Benoît Paillé : « Extraordinairifier » le banal
Depuis 2009, le photographe Benoît Paillé prend des portraits d’étrangers. Des petits et des vieux, des jolis et des plus disgracieux, dans la rue ou dans le métro, de Trois-Rivières au pays du sombrero…
Benoît Paillé a des couilles. C’est lui qui le dit, parce qu’il photographie des étrangers, partout, tout le temps. "C’est un affront. On est en 2011 et les gens ont peur des caméras." Il arrive que sa timidité prenne le dessus. "J’ai "choké" des millions de fois", avoue le photographe autodidacte. L’exposition Stranger Project, qui se retrouve actuellement sur les murs du Centre d’exposition Raymond-Lasnier, est justement le résultat d’une démarche personnelle visant à briser sa gêne.

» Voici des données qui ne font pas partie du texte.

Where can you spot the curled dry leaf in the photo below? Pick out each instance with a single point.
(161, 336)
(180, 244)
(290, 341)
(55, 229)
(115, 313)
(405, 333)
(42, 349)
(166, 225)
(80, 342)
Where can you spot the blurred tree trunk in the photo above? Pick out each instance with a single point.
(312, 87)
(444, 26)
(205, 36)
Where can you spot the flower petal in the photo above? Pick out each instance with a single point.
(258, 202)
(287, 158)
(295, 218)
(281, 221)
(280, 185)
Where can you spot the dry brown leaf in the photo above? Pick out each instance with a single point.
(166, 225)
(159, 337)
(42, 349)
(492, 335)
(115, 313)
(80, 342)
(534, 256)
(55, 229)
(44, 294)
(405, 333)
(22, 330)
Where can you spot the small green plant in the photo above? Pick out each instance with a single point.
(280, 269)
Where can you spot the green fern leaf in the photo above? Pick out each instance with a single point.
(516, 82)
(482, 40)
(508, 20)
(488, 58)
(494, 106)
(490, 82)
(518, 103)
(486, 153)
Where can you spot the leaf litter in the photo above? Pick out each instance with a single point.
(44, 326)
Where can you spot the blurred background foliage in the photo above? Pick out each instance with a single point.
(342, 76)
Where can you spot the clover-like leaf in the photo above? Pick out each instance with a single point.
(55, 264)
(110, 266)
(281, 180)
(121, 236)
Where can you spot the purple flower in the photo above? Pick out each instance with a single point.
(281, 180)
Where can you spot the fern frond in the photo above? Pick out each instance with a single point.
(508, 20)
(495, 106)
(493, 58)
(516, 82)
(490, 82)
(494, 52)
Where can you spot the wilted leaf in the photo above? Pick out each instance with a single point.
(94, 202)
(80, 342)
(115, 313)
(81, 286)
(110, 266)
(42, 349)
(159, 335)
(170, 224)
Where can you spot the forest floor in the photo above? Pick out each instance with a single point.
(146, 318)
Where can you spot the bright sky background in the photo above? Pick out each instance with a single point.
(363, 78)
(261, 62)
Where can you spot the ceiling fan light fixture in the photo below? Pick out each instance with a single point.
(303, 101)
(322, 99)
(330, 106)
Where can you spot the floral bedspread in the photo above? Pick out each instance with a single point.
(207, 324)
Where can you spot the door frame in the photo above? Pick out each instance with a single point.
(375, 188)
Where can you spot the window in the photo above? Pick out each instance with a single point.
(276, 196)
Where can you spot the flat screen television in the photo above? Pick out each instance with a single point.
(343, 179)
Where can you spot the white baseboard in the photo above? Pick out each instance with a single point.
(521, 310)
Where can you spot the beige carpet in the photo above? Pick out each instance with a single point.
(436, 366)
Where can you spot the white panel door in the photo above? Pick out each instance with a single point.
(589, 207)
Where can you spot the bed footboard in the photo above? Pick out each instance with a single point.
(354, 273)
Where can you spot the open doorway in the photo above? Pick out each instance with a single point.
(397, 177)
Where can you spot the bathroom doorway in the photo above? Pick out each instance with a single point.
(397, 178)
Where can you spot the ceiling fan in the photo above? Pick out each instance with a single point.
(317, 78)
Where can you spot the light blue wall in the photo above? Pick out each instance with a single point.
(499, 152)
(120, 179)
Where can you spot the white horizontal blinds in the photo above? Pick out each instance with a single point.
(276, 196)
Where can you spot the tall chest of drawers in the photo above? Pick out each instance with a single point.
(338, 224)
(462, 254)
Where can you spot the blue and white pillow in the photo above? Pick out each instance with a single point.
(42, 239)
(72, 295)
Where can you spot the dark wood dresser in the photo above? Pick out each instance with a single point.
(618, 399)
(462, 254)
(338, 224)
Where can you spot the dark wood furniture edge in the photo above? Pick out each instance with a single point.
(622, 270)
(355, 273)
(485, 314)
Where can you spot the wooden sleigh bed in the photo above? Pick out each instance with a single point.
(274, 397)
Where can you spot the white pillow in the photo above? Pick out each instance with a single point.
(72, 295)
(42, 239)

Le projet a vu le jour à travers son objectif, dans une ruelle trifluvienne en 2009. "J’avais mon appareil en main et un de mes voisins m’a dit: "T’es pas game de me prendre en photo." Alors je l’ai pris, et j’en ai posé un autre, puis un autre. Je me suis rendu compte que c’étaient mes voisins et que je ne leur parlais même pas, raconte-t-il. C’est fou, les lieux les plus densément peuplés sont les lieux où l’on connaît le moins de monde."
PARLEZ AUX ETRANGERS
Benoît Paillé admet que sa démarche s’inscrit un peu en réaction au sacro-saint "Ne parle pas aux étrangers" qu’on nous inculque dès l’enfance. "J’avais envie de briser ça, de créer un moment. La photo est un prétexte pour parler. On crée un lien éphémère."
Comme si c’était un coup de foudre, le photographe le ressent lorsqu’il doit immortaliser le portrait d’un passant. "Je les choisis, lance-t-il en parlant de ses modèles. Ce n’est pas tant le physique que ce qu’ils dégagent. C’est une combinaison de facteurs: le visage, le charisme, la lumière, le lieu, les vêtements…"
C’est donc une trentaine de faciès neutres qui dévisagent le public de Stranger Project. Neutres, parce qu’un gros sourire Chiclets, ce n’est pas très naturel. "C’est fake", note l’artiste. Ses photos ne sont pas volées, ni même croquées sur le vif. "C’est réfléchi, parce que je demande tout de même aux gens de ne pas montrer les dents, de ne pas sourire", relate-t-il. Une mise en scène assez minimaliste, donc, mais une facture très léchée, presque publicitaire.
Comme il se plaît à le dire, Benoît Paillé prend des gens banals pour les "extraordinairifier". "Tout le monde est unique, exceptionnel, a de l’intérêt. Ouvrez-vous les yeux, il y a tellement de personnes intéressantes autour de vous!"